When you support people who are broken they just seem to be immersed and surrounded with hopelessness. It’s like there’s a dark conspiracy to permanently detain them in that state and anyone bold and compassionate enough to intervene invokes the wrath and consequence of their sins. I’d be reluctant to make a solid theory or theology around this but I’ve doing it long enough now to at least state this publicly on my blog. And here’s the point to saying it: If you’re going to step up and help someone in significant need you need to be prepared for the cost. I see people who don’t do this all the time. Just the same as I did when I was young. They have high expectations on their boss, manager, teacher, colleagues and clients, patients to be thanked and validated for their selfless deeds and when they don’t receive it they are consumed with despondency, disappointment and bitterness. Their hearts become calloused and they give up on what they’re meant to be doing. My encouragement is to simply get this sorted in your heart and mind before you accept the mission of helping someone on the journey out of trauma.

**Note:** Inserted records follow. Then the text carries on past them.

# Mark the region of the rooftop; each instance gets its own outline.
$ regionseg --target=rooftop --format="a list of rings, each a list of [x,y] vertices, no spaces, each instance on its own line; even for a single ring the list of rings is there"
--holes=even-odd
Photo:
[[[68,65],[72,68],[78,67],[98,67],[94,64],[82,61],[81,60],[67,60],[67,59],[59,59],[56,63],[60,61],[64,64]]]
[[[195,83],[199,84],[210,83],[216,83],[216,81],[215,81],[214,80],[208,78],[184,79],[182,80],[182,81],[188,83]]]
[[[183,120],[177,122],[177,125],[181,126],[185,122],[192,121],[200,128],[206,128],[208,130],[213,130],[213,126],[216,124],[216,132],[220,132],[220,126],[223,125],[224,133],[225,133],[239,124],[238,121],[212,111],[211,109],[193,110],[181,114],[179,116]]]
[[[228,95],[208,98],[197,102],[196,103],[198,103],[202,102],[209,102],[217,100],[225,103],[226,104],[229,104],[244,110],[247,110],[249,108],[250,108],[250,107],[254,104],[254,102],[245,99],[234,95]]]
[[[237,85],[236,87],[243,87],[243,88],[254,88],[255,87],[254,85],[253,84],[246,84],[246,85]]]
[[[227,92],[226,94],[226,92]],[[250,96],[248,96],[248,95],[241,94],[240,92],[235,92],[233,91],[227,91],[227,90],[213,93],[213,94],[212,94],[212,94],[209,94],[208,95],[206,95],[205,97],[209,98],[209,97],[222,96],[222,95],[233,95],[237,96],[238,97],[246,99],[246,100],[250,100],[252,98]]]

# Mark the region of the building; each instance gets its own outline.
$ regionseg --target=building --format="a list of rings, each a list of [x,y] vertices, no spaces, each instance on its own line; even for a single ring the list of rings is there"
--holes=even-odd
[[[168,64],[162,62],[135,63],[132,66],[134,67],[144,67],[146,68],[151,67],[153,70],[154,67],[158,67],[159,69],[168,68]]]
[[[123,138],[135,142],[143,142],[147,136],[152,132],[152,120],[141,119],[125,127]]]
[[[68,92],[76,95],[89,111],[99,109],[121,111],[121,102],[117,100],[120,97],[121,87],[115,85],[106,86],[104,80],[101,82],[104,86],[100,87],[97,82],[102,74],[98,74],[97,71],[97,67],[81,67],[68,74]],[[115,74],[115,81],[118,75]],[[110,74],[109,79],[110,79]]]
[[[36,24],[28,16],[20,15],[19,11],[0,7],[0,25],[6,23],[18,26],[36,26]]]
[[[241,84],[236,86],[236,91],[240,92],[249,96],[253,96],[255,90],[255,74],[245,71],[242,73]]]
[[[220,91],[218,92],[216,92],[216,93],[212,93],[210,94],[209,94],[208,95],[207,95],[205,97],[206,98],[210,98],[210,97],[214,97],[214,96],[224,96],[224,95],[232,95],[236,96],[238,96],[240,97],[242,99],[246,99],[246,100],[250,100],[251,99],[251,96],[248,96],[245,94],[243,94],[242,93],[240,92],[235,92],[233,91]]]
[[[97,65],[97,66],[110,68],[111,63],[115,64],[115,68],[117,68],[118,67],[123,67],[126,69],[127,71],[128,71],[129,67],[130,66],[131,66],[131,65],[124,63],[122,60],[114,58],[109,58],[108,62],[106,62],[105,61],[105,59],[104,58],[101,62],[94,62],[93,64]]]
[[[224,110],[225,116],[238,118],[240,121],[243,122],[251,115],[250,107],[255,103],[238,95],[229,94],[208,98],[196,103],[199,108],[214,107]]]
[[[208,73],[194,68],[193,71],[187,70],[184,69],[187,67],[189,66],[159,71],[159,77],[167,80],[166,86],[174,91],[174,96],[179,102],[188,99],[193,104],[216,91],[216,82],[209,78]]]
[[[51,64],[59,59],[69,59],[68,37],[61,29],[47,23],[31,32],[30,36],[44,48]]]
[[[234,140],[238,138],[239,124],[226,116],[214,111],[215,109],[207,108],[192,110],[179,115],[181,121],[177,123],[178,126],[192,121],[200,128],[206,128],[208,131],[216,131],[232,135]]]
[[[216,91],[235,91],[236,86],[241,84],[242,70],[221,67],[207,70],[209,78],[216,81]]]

Please ensure with all humility that you are embracing the limitations of your humanity. You should be able to say no totally free of guilt. If not there’s something wrong with YOU. When you reach this place you are liberated from any manipulation around you to help or do something how “they say” you should. Because you’re not seeking their gratitude, validation or trying to impress anyone. Your ego becomes irrelevant because you know you’re loved either way and you don’t need to do anything or say anything to receive more love. You should be in a state of contentment which is actually propelling you-not receiving contentment and validation through the help. This is not healthy for anyone. I believe the ideal expectation should be “failure and disappointment are most likely but, despite the odds, I will patiently hope for the greatest miraculous outcome”.